We’re starting this thread a couple of days early, because here in the United Kingdom a variety of things have changed regarding the reporting of Covid-19 “statistics”.

First of all the daily reports from the Department of Health and Social Care: now include “all deaths where a positive test for COVID-19 has been confirmed”, not just those “in hospital”. As the explanation on the DHSC web site puts it:

From 29 April 2020, DHSC are publishing as their daily announced figures on deaths from COVID-19 for the UK a new series that uses improved data for England produced by Public Health England (PHE). These figures provide a count of all deaths where a positive test for COVID-19 has been confirmed, wherever that death has taken place. Figures for Scotland, Wales and Northern Ireland have already begun to include deaths outside hospitals, so this change will ensure that the UK-wide series has a shared and common definitional coverage. This updated statement explains what the new data are and how they differ from both the data series previously published by DHSC and the figures produced by the ONS.

Separately, to improve the timely availability of data on deaths in care homes involving COVID-19, the ONS and the Care Quality Commission (CQC) agreed to publish from 28 April 2020 provisional counts of deaths in care homes, based on statutory notifications by care home providers to CQC. A separate explanatory statement about these new data has been published jointly by the ONS and CQC.

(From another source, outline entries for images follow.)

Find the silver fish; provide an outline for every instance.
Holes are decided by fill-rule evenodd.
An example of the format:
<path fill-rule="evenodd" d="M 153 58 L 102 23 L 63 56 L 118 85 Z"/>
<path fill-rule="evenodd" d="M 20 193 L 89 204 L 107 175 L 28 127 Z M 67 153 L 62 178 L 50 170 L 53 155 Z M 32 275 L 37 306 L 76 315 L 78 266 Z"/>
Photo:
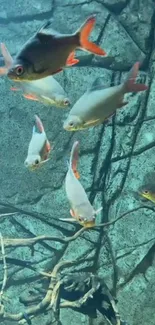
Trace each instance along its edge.
<path fill-rule="evenodd" d="M 48 156 L 50 150 L 51 146 L 47 139 L 43 124 L 40 118 L 35 115 L 35 125 L 28 147 L 27 158 L 24 162 L 25 166 L 30 170 L 35 170 L 40 167 L 49 160 Z"/>
<path fill-rule="evenodd" d="M 4 43 L 1 43 L 1 52 L 5 61 L 5 67 L 0 68 L 2 75 L 7 74 L 8 69 L 12 66 L 13 58 Z M 11 90 L 23 91 L 23 96 L 27 99 L 62 108 L 70 105 L 70 100 L 64 89 L 52 76 L 35 81 L 14 82 L 14 84 L 15 87 L 11 87 Z"/>
<path fill-rule="evenodd" d="M 76 221 L 79 222 L 83 227 L 93 227 L 95 225 L 95 215 L 102 210 L 102 208 L 97 211 L 94 210 L 93 206 L 88 200 L 87 194 L 75 176 L 75 173 L 72 169 L 73 159 L 77 157 L 77 151 L 79 147 L 79 142 L 75 141 L 72 147 L 70 162 L 68 172 L 65 178 L 65 190 L 68 201 L 71 205 L 71 216 L 72 219 L 60 219 L 65 221 Z"/>
<path fill-rule="evenodd" d="M 117 108 L 128 103 L 123 101 L 125 93 L 146 90 L 148 87 L 145 84 L 135 83 L 138 70 L 139 62 L 134 64 L 127 80 L 122 84 L 109 88 L 97 86 L 87 90 L 70 110 L 63 128 L 76 131 L 99 125 L 113 115 Z"/>

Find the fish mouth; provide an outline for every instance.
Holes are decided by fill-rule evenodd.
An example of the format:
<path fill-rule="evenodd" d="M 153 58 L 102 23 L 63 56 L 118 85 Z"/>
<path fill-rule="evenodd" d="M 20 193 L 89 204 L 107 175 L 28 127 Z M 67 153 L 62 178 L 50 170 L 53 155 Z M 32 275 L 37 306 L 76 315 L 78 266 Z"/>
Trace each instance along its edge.
<path fill-rule="evenodd" d="M 95 226 L 95 220 L 92 221 L 84 221 L 81 223 L 84 228 L 93 228 Z"/>

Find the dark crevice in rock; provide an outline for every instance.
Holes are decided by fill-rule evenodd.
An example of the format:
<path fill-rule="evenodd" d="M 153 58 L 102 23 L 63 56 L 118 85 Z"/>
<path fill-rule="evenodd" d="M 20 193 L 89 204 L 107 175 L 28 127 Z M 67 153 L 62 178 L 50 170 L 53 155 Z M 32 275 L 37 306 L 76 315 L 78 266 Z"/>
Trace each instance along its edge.
<path fill-rule="evenodd" d="M 34 14 L 34 15 L 22 15 L 22 16 L 10 16 L 9 18 L 2 18 L 0 17 L 0 25 L 8 25 L 9 23 L 19 24 L 19 23 L 25 23 L 28 21 L 34 21 L 34 20 L 44 20 L 44 19 L 51 19 L 53 15 L 53 9 L 42 12 L 40 14 Z"/>
<path fill-rule="evenodd" d="M 149 53 L 146 55 L 146 58 L 144 59 L 143 62 L 144 69 L 149 68 L 151 56 L 155 48 L 155 11 L 151 18 L 151 29 L 150 29 L 150 35 L 146 41 L 146 48 L 149 49 Z"/>
<path fill-rule="evenodd" d="M 119 15 L 121 11 L 126 8 L 130 0 L 120 0 L 113 4 L 110 4 L 109 1 L 106 1 L 105 3 L 104 0 L 96 0 L 96 2 L 101 3 L 107 10 L 115 13 L 115 15 Z"/>
<path fill-rule="evenodd" d="M 8 18 L 0 17 L 0 24 L 8 25 L 9 23 L 18 24 L 18 23 L 24 23 L 28 21 L 34 21 L 34 20 L 42 21 L 44 19 L 51 19 L 54 13 L 55 6 L 56 6 L 55 0 L 53 0 L 51 3 L 51 9 L 46 12 L 41 12 L 34 15 L 30 14 L 30 15 L 21 15 L 21 16 L 10 16 Z"/>
<path fill-rule="evenodd" d="M 123 175 L 123 178 L 122 178 L 122 181 L 121 181 L 121 184 L 120 184 L 119 194 L 122 193 L 123 188 L 124 188 L 125 183 L 126 183 L 126 180 L 127 180 L 128 171 L 129 171 L 132 156 L 133 156 L 133 153 L 134 153 L 134 147 L 135 147 L 135 144 L 136 144 L 136 141 L 137 141 L 139 131 L 140 131 L 142 125 L 143 125 L 143 120 L 145 118 L 145 114 L 146 114 L 146 110 L 147 110 L 147 103 L 148 103 L 148 100 L 149 100 L 149 95 L 150 95 L 150 84 L 149 84 L 148 90 L 146 91 L 146 95 L 145 95 L 145 99 L 144 99 L 143 103 L 141 103 L 141 104 L 139 103 L 138 111 L 140 113 L 139 113 L 139 118 L 138 118 L 138 124 L 135 126 L 135 128 L 133 130 L 131 150 L 127 155 L 127 158 L 128 158 L 127 166 L 125 168 L 124 175 Z"/>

In addition to that change there is now a new section of the UK Government web site devoted to “National COVID-19 surveillance reports“. The most recent report at the moment:

Summarises the information from the surveillance systems which are used to monitor the Coronavirus Disease 2019 (COVID-19) pandemic in England.

The report is based on week 16 (data between 13 April and 19 April 2020) and where available daily data up to 22 April 2020.

COVID-19 is the disease name and SARS-CoV-2 is the virus name.

The report includes sections devoted to UK “Community surveillance”, “Primary care surveillance”, “Secondary care surveillance”, “Virological surveillance” and “Mortality surveillance”. In the latter section it points out that:

In week 16 2020 in England, statistically significant excess mortality by week of death above the upper 2 z-score threshold was seen overall, by age group in the 15-64 and 65+ year olds and sub nationally (all ages) in all regions (North East, North West, Yorkshire & Humber, East & West Midlands, East of England, London and South East & West regions) after correcting GRO disaggregate data for reporting delay with the standardised EuroMOMO algorithm (Figure 18). This data is provisional due to the time delay in registration; numbers may vary from week to week.

The recent “spike” appears to be statistically significant! However despite that, this report and the rest of the virtual paperwork emanating from the UK Government still fail to address the question we posed last week:

How will the UK Government build on the amazing community solidarity we have seen in the past few weeks and reassure the citizens of the nation that lifting the lockdown won’t result in further out-of-control outbreaks?

Whilst we continue to wait for an answer, here are the new “positive test” daily death numbers from the DHSC:

They do of course beg the question of how many “untested” deaths due to Covid-19 are occurring. Regular readers will be aware that we have been following the modelled future death projections of James Annan. Here’s his first update using the DHSC’s new numbers:

[Edit – May 5th]

The Office for National Statistics have released their latest weekly “death certificate” data. Here are the “main points” from their report:

  • The provisional number of deaths registered in England and Wales in the week ending 24 April 2020 (Week 17) was 21,997, a decrease of 354 deaths registered compared with the previous week (Week 16); this is the first decrease in the number of deaths since the week ending 20 March 2020 (Week 12) but is 11,539 more than the five-year average for Week 17.
  • Of the deaths registered in Week 17, 8,237 mentioned “novel coronavirus (COVID-19)”, which is 37.4% of all deaths; this is a decrease of 521 deaths compared with Week 16 (39.2% of all deaths).
  • The number of deaths in care homes (from all causes) for Week 17 was 7,911, which is 595 higher than Week 16. The number of deaths in hospitals for Week 17 was 8,243, which is 1,191 lower than Week 16.
  • In London, over half (50.5%) of deaths registered in Week 17 involved COVID-19; the North West and North East also had a high proportion of COVID-19 deaths, accounting for 38.8% and 38.0%, respectively, of deaths registered in these regions.
  • In Wales, there were 413 deaths registered in Week 17 involving COVID-19, accounting for 36.7% of all deaths registered in Wales.
  • Of deaths involving COVID-19 registered up to Week 17, 71.8% (19,643 deaths) occurred in hospital with the remainder mainly occurring in care homes (5,890 deaths), private homes (1,306 deaths) and hospices (301 deaths).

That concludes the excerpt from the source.